Key features of the Decima:

      • Ten lines;
      • ten syllables per line;
      • all lines end with the same rhyme sound;
      • some slant rhyme is permitted, but not wrenched rhyme;
      • the rhyme sound should be polysyllabic (that is, more than one syllable long).

Within that basic template there is a fair bit of free play. Words that are technically two syllables will often elide into a single syllable, depending on where the stress of the sentence falls. The reverse is also true – as with vowel above, it’s not uncommon for a single-syllable word to be pronounced as two syllables, depending again on the pattern of stress in the sentence leading up to it. (Fire, or fi-yer? Ev-er-y or ev-ry?) You will need to have at least a couple of perfect rhymes in there, in order to set the rhyme sound. But the discrimination between the vowel sounds you hear will depend on where you learned English – can you hear differences between pour, pore, poor, paw, and pa? (Try the last one with a Southern US accent – think that’s the man that shot my pa!) Or merry, marry, Mary? (I could – and do – go on at length about this. But will restrain myself here.) Plus there’s the question of whether a line with ten syllables is really ten syllables long … how about the syllable-worth pauses that you need to add for rhythmic purposes? Places where you take a beat, or leap forward? So even that simplest rule – the ten syllable per line count – is a more elastic thing than it might at first seem. (And don’t get me started on the way that ten syllables feels if you tend to be very rhythmic in your writing …) Some latitude is permitted, as long as the basic pattern is still there underneath.

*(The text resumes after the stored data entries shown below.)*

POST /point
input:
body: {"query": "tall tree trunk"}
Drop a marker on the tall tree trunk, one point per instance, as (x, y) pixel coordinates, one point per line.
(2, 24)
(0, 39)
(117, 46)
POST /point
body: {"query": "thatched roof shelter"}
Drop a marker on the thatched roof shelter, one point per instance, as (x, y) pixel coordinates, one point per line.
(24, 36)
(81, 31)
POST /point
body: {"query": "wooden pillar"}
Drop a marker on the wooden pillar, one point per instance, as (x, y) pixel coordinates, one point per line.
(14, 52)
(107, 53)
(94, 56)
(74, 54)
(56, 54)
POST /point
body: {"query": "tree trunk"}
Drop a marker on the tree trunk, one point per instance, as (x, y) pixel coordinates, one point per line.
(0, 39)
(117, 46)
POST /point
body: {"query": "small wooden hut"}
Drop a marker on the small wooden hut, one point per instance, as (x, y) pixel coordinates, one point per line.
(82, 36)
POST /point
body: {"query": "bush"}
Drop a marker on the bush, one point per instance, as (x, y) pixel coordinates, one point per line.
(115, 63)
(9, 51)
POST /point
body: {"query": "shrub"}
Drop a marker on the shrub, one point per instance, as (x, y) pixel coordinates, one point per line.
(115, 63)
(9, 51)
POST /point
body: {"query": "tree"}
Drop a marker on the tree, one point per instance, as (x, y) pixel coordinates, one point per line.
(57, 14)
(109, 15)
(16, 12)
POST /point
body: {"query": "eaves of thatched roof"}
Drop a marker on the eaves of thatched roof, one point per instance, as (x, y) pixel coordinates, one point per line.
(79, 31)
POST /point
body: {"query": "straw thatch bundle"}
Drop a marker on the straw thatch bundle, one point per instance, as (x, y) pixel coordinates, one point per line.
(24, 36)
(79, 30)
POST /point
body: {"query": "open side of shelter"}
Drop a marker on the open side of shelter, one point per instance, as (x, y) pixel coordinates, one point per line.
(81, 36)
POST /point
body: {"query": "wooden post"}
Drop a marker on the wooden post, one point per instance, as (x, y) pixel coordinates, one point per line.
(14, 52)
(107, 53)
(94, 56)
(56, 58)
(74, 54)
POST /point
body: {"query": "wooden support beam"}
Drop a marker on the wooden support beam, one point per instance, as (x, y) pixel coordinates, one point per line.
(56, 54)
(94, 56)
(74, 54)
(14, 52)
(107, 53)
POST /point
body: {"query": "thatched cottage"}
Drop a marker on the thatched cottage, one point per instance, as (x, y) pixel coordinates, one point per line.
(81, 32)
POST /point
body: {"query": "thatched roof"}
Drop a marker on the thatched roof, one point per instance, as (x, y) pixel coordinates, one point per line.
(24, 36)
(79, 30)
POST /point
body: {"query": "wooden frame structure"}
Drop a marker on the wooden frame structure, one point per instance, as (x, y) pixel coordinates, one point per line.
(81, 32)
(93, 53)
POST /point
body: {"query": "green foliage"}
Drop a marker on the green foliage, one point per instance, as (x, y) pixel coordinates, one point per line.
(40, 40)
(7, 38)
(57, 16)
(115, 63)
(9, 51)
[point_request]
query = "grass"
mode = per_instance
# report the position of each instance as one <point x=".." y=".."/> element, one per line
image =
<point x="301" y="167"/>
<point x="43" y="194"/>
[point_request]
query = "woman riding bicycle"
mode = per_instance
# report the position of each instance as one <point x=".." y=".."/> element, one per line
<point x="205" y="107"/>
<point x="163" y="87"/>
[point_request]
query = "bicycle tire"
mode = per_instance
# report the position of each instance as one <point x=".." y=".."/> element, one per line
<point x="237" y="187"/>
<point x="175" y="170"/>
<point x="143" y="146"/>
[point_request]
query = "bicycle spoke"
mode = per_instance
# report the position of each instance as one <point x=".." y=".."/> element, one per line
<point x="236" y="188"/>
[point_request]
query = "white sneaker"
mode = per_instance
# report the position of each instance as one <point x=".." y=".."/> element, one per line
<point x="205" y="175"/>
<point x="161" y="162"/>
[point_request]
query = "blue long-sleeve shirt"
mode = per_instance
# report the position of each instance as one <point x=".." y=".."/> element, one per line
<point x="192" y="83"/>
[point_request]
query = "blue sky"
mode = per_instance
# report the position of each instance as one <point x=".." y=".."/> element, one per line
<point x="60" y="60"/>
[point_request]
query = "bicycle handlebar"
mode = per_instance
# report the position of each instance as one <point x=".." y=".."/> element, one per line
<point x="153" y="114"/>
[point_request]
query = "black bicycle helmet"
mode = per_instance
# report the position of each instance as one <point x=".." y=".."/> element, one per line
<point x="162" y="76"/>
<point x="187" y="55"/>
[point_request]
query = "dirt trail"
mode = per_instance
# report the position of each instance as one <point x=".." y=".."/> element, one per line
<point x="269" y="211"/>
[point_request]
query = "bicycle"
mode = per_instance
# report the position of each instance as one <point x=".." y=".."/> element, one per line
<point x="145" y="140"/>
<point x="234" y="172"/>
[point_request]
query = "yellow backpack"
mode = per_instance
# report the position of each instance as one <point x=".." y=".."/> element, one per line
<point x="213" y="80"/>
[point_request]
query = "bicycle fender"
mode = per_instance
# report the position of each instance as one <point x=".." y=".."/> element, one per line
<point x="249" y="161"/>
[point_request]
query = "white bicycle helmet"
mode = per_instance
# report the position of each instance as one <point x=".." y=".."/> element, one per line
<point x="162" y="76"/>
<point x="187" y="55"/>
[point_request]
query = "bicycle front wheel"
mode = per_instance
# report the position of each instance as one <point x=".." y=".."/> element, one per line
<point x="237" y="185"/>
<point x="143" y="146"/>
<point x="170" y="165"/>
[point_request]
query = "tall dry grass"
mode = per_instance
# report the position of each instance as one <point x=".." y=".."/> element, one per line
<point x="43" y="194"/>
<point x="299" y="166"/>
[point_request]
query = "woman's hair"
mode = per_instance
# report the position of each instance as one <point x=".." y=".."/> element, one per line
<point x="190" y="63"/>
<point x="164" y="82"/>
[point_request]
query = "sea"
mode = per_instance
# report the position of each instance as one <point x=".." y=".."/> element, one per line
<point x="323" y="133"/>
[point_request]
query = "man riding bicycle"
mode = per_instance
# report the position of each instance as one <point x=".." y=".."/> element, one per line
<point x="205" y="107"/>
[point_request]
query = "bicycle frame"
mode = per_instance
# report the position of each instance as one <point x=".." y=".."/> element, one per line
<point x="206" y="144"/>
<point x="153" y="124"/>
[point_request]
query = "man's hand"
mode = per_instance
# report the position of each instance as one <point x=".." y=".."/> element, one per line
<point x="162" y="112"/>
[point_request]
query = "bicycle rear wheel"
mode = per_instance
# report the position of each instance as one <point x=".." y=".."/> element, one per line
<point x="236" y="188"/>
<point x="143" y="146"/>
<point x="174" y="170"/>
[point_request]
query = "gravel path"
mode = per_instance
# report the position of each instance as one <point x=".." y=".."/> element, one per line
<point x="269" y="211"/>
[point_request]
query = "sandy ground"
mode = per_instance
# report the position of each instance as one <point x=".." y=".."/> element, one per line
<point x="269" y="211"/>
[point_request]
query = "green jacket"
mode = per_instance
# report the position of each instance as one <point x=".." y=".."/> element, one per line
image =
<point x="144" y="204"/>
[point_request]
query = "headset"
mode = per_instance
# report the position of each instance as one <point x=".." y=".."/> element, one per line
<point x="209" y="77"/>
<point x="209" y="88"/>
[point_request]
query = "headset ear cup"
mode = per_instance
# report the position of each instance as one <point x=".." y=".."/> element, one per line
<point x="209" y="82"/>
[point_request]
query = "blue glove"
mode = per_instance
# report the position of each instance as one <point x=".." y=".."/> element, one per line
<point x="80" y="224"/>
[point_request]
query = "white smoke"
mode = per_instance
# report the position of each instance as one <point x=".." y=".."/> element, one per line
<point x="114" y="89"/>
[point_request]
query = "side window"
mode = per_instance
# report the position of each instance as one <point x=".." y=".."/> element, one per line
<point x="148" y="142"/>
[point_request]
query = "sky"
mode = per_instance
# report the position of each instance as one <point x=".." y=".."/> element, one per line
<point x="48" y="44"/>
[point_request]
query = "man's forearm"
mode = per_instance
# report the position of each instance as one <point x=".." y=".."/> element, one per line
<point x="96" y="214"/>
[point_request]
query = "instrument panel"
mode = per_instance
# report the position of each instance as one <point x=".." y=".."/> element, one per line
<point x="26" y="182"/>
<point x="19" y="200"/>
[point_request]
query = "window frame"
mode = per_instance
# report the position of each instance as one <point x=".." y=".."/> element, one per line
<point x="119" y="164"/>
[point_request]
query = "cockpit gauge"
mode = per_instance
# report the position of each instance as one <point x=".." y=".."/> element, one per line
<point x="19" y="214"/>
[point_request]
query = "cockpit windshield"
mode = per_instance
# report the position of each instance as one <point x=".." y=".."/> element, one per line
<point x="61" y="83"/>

So there you are. A form is born!  I think that technically makes you its godparents …

Decima

How do you write a decima? Easy.
Ten ten-syllable lines, just like these. See?
But there’s a risk of rhymes getting cheesy,
so vary your pauses. Make it breezy
and nimble. Don’t just name the Uffizi,
wedge in a rhyme without the Medici
being part of your poem. Appease me
with suppler rhymes: fleecy and greasy
for instance, to set readers up, tease the
last of your rhymes into place. Done. Easy!